We run our trial*.  At the end we assess the performance of the different fillings but what should we use to assess it?  We could:
  • count how many fillings needed to be repaired
  • count how many needed to be replaced
  • use a scale to assess the aesthetics over time if it was an anterior tooth (or even a posterior one)
  • count how many of the teeth experienced sensitivity after the restoration was placed
  • use a scale to assess sensitivity post-treatment 
  • use a scale to assess what the participants thought of the appearance
  • use the Ryge criteria to determine using a scoring system for different criteria such as marginal ditching, staining etc
and so on...

You can see the problem here. If our study decides to measure the Ryge criteria, we can't compare the findings for these two materials' performance with a study that has looked at how many needed to be replaced.
Even if we have used a scale to assess the aesthetics, we might have chosen one or made one up but find that all of the other studies that use a scale to assess aesthetics for materials, have chosen a different one to us, so our study cannot be compared.

Trials of interventions for dental caries trials, there are a vast number of outcomes and outcome measures used. In a quick review of the area, we found 18 different outcomes reported for 50 trials of caries management techniques for primary teeth  (a link to the protocol presented at COMET IV can be found here)

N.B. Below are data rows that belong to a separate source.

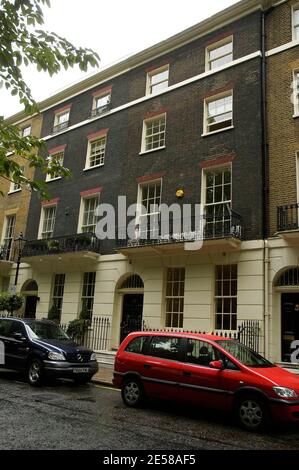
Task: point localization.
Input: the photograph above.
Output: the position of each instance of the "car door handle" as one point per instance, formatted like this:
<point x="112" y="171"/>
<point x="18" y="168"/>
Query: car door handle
<point x="187" y="374"/>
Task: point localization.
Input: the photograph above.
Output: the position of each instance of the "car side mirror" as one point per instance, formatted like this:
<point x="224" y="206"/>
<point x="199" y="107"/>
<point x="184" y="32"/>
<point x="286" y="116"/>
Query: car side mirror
<point x="217" y="365"/>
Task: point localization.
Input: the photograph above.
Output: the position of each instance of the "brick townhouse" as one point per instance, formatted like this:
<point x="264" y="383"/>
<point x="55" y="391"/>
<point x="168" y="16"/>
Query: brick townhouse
<point x="182" y="122"/>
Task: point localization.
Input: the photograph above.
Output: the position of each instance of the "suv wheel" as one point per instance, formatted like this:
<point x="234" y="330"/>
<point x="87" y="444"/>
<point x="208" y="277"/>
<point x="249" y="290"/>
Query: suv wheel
<point x="251" y="413"/>
<point x="132" y="392"/>
<point x="34" y="372"/>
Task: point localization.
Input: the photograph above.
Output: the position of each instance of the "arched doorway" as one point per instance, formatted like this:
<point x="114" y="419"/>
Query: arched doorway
<point x="30" y="292"/>
<point x="131" y="289"/>
<point x="287" y="283"/>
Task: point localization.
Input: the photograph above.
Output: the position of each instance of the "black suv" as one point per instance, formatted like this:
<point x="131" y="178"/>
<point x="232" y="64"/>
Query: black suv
<point x="41" y="348"/>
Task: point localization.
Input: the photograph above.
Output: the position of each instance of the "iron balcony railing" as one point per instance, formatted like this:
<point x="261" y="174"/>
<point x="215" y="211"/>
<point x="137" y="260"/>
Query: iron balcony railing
<point x="287" y="217"/>
<point x="65" y="244"/>
<point x="60" y="127"/>
<point x="158" y="233"/>
<point x="100" y="110"/>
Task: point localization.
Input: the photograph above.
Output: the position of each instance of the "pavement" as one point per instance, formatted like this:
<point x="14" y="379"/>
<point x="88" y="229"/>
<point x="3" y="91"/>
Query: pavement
<point x="104" y="375"/>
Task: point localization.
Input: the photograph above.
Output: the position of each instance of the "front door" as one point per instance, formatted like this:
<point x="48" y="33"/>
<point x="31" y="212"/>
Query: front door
<point x="132" y="314"/>
<point x="289" y="324"/>
<point x="30" y="307"/>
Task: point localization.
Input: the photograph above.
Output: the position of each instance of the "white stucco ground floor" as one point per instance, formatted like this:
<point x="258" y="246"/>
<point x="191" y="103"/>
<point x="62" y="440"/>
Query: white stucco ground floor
<point x="216" y="288"/>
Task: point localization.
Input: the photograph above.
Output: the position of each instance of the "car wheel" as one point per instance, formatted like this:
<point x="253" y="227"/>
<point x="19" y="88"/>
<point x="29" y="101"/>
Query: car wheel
<point x="132" y="392"/>
<point x="34" y="372"/>
<point x="82" y="380"/>
<point x="251" y="413"/>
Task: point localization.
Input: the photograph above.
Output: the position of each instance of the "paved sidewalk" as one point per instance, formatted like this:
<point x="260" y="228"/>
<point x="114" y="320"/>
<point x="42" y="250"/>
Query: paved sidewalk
<point x="104" y="375"/>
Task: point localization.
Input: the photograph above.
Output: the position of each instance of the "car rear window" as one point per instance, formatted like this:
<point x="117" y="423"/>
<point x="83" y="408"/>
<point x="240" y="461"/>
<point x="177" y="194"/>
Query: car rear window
<point x="166" y="347"/>
<point x="137" y="345"/>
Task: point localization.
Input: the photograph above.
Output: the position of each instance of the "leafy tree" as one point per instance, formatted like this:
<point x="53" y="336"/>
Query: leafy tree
<point x="23" y="43"/>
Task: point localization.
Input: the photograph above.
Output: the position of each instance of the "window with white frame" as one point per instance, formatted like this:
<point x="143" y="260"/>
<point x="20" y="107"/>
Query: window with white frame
<point x="154" y="131"/>
<point x="218" y="113"/>
<point x="88" y="214"/>
<point x="16" y="186"/>
<point x="296" y="92"/>
<point x="101" y="104"/>
<point x="157" y="80"/>
<point x="96" y="152"/>
<point x="149" y="214"/>
<point x="56" y="158"/>
<point x="61" y="120"/>
<point x="217" y="203"/>
<point x="226" y="290"/>
<point x="174" y="299"/>
<point x="26" y="131"/>
<point x="296" y="22"/>
<point x="219" y="54"/>
<point x="58" y="291"/>
<point x="48" y="221"/>
<point x="88" y="288"/>
<point x="8" y="238"/>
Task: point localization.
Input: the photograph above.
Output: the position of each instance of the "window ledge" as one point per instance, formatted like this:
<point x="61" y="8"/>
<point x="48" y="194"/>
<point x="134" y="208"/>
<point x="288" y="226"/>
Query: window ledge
<point x="53" y="179"/>
<point x="152" y="150"/>
<point x="206" y="134"/>
<point x="15" y="191"/>
<point x="92" y="167"/>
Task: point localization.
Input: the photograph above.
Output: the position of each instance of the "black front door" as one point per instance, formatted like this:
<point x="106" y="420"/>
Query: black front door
<point x="30" y="307"/>
<point x="289" y="324"/>
<point x="132" y="314"/>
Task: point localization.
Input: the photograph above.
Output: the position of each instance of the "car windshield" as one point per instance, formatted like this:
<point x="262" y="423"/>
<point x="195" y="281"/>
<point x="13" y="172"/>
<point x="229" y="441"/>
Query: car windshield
<point x="43" y="330"/>
<point x="243" y="354"/>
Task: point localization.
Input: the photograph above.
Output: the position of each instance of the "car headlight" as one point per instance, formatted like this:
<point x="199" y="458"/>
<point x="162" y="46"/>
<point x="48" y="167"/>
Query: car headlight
<point x="56" y="356"/>
<point x="285" y="392"/>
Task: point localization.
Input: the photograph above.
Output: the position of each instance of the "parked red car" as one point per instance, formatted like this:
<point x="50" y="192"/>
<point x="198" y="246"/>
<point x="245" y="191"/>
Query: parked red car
<point x="206" y="370"/>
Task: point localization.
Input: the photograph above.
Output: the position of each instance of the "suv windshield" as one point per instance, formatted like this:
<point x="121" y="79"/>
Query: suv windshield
<point x="243" y="354"/>
<point x="43" y="330"/>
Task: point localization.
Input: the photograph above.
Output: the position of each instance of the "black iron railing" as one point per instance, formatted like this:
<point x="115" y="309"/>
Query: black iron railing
<point x="287" y="217"/>
<point x="100" y="110"/>
<point x="183" y="230"/>
<point x="65" y="244"/>
<point x="94" y="334"/>
<point x="60" y="127"/>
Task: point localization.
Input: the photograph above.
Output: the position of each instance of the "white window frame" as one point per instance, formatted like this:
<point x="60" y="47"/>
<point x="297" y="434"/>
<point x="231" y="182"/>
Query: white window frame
<point x="217" y="45"/>
<point x="58" y="116"/>
<point x="5" y="226"/>
<point x="42" y="218"/>
<point x="211" y="99"/>
<point x="296" y="92"/>
<point x="54" y="155"/>
<point x="150" y="76"/>
<point x="139" y="214"/>
<point x="219" y="168"/>
<point x="144" y="136"/>
<point x="88" y="154"/>
<point x="81" y="211"/>
<point x="94" y="103"/>
<point x="295" y="26"/>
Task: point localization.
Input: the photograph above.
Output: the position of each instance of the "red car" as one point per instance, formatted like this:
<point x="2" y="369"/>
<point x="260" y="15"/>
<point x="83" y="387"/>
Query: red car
<point x="208" y="371"/>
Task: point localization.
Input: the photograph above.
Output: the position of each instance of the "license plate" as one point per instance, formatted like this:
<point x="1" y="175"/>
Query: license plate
<point x="80" y="370"/>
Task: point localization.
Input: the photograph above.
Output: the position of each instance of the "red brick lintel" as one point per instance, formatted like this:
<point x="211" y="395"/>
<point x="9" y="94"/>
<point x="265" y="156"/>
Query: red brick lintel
<point x="51" y="202"/>
<point x="58" y="149"/>
<point x="218" y="161"/>
<point x="155" y="176"/>
<point x="90" y="192"/>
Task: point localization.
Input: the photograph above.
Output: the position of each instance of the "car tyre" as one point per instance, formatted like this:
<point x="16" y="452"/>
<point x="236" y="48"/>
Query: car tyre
<point x="252" y="413"/>
<point x="132" y="392"/>
<point x="35" y="372"/>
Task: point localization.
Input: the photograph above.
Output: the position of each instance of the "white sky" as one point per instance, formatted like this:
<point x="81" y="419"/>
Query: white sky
<point x="114" y="29"/>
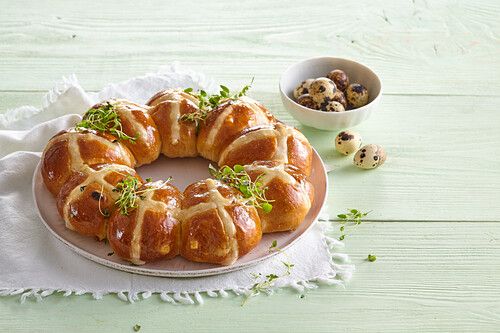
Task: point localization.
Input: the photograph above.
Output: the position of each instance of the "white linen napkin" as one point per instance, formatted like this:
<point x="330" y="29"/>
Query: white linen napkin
<point x="33" y="263"/>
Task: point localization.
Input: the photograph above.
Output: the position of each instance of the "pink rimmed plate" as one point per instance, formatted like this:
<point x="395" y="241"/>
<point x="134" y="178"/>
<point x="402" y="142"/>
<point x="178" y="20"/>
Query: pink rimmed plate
<point x="185" y="171"/>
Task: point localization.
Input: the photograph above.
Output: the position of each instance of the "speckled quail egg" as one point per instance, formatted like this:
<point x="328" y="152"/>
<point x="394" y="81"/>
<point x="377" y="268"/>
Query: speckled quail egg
<point x="322" y="90"/>
<point x="340" y="97"/>
<point x="356" y="95"/>
<point x="307" y="101"/>
<point x="302" y="88"/>
<point x="369" y="157"/>
<point x="340" y="78"/>
<point x="348" y="142"/>
<point x="332" y="106"/>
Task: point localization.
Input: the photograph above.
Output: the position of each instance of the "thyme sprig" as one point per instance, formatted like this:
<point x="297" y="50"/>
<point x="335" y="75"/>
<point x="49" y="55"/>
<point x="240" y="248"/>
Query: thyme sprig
<point x="239" y="179"/>
<point x="353" y="215"/>
<point x="128" y="188"/>
<point x="263" y="282"/>
<point x="105" y="119"/>
<point x="206" y="102"/>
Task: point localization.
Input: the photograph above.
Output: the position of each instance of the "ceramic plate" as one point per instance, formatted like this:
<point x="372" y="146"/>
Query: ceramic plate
<point x="185" y="171"/>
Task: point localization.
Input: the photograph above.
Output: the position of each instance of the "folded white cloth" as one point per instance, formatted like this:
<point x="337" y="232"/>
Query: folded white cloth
<point x="34" y="263"/>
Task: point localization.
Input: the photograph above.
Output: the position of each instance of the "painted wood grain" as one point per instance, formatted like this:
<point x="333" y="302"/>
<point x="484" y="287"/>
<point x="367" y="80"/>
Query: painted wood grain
<point x="417" y="47"/>
<point x="421" y="281"/>
<point x="443" y="158"/>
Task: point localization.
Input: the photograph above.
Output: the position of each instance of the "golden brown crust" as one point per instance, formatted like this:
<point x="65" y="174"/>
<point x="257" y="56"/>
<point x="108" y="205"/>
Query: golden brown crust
<point x="210" y="222"/>
<point x="178" y="137"/>
<point x="136" y="121"/>
<point x="292" y="197"/>
<point x="86" y="200"/>
<point x="216" y="226"/>
<point x="226" y="121"/>
<point x="152" y="231"/>
<point x="279" y="142"/>
<point x="70" y="149"/>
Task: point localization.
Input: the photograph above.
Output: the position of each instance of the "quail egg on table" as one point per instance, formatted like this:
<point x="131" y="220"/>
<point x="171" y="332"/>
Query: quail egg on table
<point x="302" y="88"/>
<point x="348" y="142"/>
<point x="307" y="101"/>
<point x="340" y="78"/>
<point x="322" y="90"/>
<point x="356" y="95"/>
<point x="332" y="106"/>
<point x="370" y="157"/>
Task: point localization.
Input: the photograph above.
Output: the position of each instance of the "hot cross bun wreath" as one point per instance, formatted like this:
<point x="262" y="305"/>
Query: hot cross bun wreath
<point x="90" y="167"/>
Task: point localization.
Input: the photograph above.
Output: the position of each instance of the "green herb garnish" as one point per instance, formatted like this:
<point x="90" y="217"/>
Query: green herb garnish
<point x="239" y="179"/>
<point x="206" y="102"/>
<point x="354" y="215"/>
<point x="264" y="282"/>
<point x="105" y="119"/>
<point x="128" y="188"/>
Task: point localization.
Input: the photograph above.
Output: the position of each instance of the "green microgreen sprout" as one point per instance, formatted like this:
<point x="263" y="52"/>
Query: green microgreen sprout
<point x="128" y="188"/>
<point x="206" y="102"/>
<point x="264" y="282"/>
<point x="354" y="215"/>
<point x="105" y="119"/>
<point x="104" y="212"/>
<point x="239" y="179"/>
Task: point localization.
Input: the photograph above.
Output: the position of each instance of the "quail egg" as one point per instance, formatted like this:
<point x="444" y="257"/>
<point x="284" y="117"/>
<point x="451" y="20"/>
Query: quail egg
<point x="340" y="97"/>
<point x="356" y="95"/>
<point x="322" y="90"/>
<point x="370" y="157"/>
<point x="348" y="142"/>
<point x="340" y="78"/>
<point x="307" y="101"/>
<point x="302" y="88"/>
<point x="332" y="106"/>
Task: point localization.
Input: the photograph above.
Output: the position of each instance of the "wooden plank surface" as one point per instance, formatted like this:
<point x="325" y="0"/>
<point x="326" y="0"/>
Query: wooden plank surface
<point x="434" y="225"/>
<point x="417" y="47"/>
<point x="421" y="281"/>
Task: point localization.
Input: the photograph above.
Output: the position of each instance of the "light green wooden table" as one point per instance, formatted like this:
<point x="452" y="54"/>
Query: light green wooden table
<point x="435" y="225"/>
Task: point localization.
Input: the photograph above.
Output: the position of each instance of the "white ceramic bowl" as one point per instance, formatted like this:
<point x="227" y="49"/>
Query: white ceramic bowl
<point x="320" y="67"/>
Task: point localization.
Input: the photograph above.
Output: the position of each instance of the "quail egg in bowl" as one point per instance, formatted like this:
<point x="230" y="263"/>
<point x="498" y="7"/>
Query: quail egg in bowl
<point x="361" y="86"/>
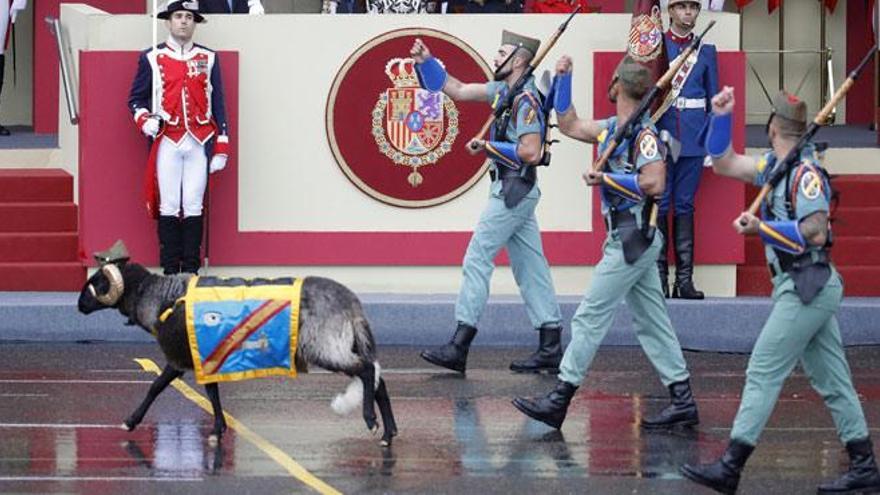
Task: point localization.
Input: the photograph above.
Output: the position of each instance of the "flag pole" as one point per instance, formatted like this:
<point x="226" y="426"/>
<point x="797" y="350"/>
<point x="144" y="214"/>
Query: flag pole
<point x="155" y="104"/>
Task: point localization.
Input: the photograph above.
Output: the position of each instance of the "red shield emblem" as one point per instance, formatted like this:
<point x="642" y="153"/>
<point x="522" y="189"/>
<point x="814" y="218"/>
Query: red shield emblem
<point x="646" y="35"/>
<point x="398" y="143"/>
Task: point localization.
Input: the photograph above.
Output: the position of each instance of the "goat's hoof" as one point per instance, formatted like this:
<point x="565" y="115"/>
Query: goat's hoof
<point x="386" y="440"/>
<point x="213" y="440"/>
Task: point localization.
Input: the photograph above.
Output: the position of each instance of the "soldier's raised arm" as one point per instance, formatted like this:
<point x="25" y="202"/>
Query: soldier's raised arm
<point x="433" y="76"/>
<point x="719" y="145"/>
<point x="570" y="124"/>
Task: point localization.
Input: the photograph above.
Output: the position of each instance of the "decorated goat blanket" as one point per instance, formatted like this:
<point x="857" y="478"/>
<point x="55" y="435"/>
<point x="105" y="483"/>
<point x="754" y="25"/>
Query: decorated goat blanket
<point x="242" y="328"/>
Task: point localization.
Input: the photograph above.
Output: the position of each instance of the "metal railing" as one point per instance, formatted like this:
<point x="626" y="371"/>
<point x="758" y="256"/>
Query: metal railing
<point x="55" y="28"/>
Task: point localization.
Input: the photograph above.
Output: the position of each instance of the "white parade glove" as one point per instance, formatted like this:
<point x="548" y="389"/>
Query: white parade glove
<point x="218" y="163"/>
<point x="255" y="7"/>
<point x="150" y="128"/>
<point x="16" y="7"/>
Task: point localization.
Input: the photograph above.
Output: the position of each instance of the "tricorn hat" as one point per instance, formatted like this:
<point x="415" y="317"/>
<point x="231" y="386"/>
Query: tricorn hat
<point x="674" y="2"/>
<point x="117" y="252"/>
<point x="789" y="106"/>
<point x="177" y="5"/>
<point x="511" y="38"/>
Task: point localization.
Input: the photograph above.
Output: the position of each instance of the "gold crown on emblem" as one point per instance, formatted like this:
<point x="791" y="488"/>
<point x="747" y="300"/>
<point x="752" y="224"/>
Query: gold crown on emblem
<point x="402" y="72"/>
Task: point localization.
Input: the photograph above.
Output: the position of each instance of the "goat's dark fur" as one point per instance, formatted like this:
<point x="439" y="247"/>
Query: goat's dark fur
<point x="333" y="334"/>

So, how do we decide which outcomes to measure or which outcome measures to use. Well, at the moment, it seems that there is no real guidance and researchers will pragmatically choose to use what they consider the most important outcome to be and the outcome measure they are most familiar with.  Is this the best method? Perhaps it would be better to look across the literature at what has been used by other teams and make sure our study will be comparable.  But even that isn't easy - there are so many that sometimes none will dominate or if one does, it may not be an outcome measure that has been reliably tested and so has unknown validity, reproducibility, repeatability when used.

 In my next blog I'm going to talk about a different approach to addressing this problem...

*Strictly speaking we should, of course, have decided our primary outcome before we ran the trial because our power calculation is based on expected success/failure rates for us to work out the number of fillings we need to compare to see a difference but just give me a bit of leeway here.